Studio album by the Osmonds
- Released: January 1971
- Recorded: October 26 – November 13, 1970
- Studios: FAME Studios (Muscle Shoals, Alabama); Independent Recorders (Studio City, Los Angeles);
- Genre: Bubblegum
- Length: 29:24
- Label: MGM
- Producer: Rick Hall

The Osmonds chronology
| Hello! The Osmond Brothers (1970) | Osmonds (1971) | Homemade (1971) |

Singles from Osmonds
- "One Bad Apple" Released: November 14, 1970; "Sweet and Innocent" Released: February 27, 1971;

= Osmonds (album) =

Osmonds is the sixth album released by the Osmonds, the first under MGM as the Osmonds and the first to feature lead vocal roles from Donny. The first single from the album, "One Bad Apple", became a number-one hit according to the Billboard Hot 100 singles chart. The second single from the album, "Sweet and Innocent", reached number seven, with the single sleeve crediting group member Donny Osmond as the artist.
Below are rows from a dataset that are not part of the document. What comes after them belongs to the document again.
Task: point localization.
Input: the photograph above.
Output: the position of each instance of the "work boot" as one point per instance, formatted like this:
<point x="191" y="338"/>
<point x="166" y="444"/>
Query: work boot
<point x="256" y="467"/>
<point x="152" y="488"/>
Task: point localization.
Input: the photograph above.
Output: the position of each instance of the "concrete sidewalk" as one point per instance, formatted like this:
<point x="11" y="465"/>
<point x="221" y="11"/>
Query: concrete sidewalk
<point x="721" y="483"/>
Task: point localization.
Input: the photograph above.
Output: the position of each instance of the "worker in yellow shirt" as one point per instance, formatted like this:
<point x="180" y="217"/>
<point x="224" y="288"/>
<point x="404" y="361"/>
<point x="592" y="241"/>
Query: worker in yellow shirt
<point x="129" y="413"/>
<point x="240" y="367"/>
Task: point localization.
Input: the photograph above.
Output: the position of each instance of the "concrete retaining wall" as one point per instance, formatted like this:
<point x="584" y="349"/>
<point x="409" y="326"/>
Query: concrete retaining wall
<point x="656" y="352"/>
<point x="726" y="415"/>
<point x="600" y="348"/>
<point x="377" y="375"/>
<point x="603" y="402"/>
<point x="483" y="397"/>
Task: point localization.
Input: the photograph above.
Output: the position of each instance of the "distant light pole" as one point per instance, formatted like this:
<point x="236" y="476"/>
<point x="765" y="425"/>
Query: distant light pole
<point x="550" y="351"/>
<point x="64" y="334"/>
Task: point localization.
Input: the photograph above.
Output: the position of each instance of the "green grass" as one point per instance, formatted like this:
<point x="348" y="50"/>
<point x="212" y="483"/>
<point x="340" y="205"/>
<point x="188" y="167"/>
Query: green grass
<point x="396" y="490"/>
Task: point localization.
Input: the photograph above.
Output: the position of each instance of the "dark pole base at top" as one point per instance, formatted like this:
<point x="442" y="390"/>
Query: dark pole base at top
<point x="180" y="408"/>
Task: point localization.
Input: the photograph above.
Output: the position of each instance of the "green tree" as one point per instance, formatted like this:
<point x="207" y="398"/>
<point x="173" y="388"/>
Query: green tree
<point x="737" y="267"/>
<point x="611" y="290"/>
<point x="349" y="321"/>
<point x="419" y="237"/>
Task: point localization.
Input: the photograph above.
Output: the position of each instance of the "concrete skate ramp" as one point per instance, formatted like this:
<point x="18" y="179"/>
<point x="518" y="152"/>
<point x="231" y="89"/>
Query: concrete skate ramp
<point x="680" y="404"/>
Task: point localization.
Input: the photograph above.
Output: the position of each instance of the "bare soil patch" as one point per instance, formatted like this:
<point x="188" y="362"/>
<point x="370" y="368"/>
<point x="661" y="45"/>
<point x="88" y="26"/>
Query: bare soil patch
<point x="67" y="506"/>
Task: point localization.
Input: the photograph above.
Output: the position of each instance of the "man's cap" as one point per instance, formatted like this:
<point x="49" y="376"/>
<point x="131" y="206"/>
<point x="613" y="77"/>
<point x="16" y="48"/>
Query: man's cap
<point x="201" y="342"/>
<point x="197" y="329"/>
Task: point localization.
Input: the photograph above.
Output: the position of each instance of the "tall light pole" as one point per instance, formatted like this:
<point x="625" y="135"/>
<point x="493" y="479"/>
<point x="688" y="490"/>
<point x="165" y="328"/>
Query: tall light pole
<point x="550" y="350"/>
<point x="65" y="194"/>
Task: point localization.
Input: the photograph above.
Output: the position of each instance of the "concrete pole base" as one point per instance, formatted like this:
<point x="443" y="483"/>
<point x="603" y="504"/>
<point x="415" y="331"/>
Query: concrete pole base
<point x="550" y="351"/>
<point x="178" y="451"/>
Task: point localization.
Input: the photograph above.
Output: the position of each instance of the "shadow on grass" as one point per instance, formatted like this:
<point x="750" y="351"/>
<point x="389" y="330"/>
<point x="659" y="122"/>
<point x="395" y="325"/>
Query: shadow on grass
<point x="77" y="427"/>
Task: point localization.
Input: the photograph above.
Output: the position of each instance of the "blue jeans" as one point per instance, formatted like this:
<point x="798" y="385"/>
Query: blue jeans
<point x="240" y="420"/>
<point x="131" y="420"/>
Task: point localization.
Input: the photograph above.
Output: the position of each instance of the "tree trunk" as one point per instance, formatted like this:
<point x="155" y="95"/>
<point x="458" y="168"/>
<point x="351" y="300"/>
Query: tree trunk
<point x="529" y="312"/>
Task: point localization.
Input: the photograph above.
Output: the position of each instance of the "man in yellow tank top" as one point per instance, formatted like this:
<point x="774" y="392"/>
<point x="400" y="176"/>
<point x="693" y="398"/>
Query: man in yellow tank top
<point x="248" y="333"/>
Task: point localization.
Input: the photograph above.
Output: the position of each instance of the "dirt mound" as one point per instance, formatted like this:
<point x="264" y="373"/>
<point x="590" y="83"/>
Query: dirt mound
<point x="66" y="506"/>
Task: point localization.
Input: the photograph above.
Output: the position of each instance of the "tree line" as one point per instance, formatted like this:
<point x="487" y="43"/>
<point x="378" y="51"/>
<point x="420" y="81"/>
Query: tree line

The album reached number 14 on the Billboard Top LPs chart on February 27, 1971. It was certified Gold by the RIAA on September 13, 1971.

==Critical reception==

Dave Thompson of AllMusic criticised the album's "Motown medley that contrarily ranks among the least soulful excursions you could imagine" and said that the album "nevertheless finds them [the Osmonds] still putting performance ahead of personality, and barely hinting at the heights they would soon be scaling".

Professional ratings
Review scores
| Source | Rating |
| AllMusic | Star |
| Christgau's Record Guide | D |

==Track listing==

| No. | Title | Writer(s) | Recorded | Length |
|---|---|---|---|---|
| 1. | "(Would It Make You) Think" | Bodie Chandler | November 10, 1970 | 2:56 |
| 2. | "One Bad Apple" | George Jackson | October 26, 1970 | 2:45 |
| 3. | "Catch Me Baby" | Alan Osmond | November 10, 1970 | 4:11 |
| 4. | "Lonesome They Call Me, Lonesome I Am" | Jimmy Elledge, Dave Day | November 10, 1970 | 2:38 |
| 5. | "Motown Special" | Earl Brown, Holland-Dozier-Holland, Kenneth Gamble, Matthew Ross, Williams, Barrett Strong, Norman Whitfield | November 13, 1970 | 3:28 |
| 6. | "Sweet and Innocent" | Rick Hall, Billy Sherrill | November 10, 1970 | 3:04 |
| 7. | "He Ain't Heavy, He's My Brother" | Bob Russell, Bobby Scott | November 10, 1970 | 3:56 |
| 8. | "Find'em, Fool'em, and Forget'em" | Rick Hall, George Jackson | November 10, 1970 | 2:29 |
| 9. | "Most of All" | Buddy Buie, J. R. Cobb | November 10, 1970 | 3:02 |
| 10. | "Flirtin'" | Kenny Nolan | October 26, 1970 | 2:55 |

==Personnel==
- Bob Wray - bass
- Albert S. Lowe, Jr, Travis Wammack - guitar
- Leo LeBlanc - steel guitar
- Clayton Ivey - keyboards
- Fred L. Prouty - drums
- Ronnie Eades - baritone saxophone
- Harvey Thompson - tenor saxophone
- Dale Quillen - trombone
- Harrison Calloway, Jr., Jack Peck - trumpet

==Charts==

| Chart (1971) | Peak position |
|---|---|
| Canadian Albums (RPM) | 34 |
| Japanese Albums (Oricon) | 65 |
| US Billboard 200 | 14 |

==Certifications==

| Region | Certification | Certified units/sales |
| United States (RIAA) | Gold | 500,000^{^} |
^{^} Shipments figures based on certification alone.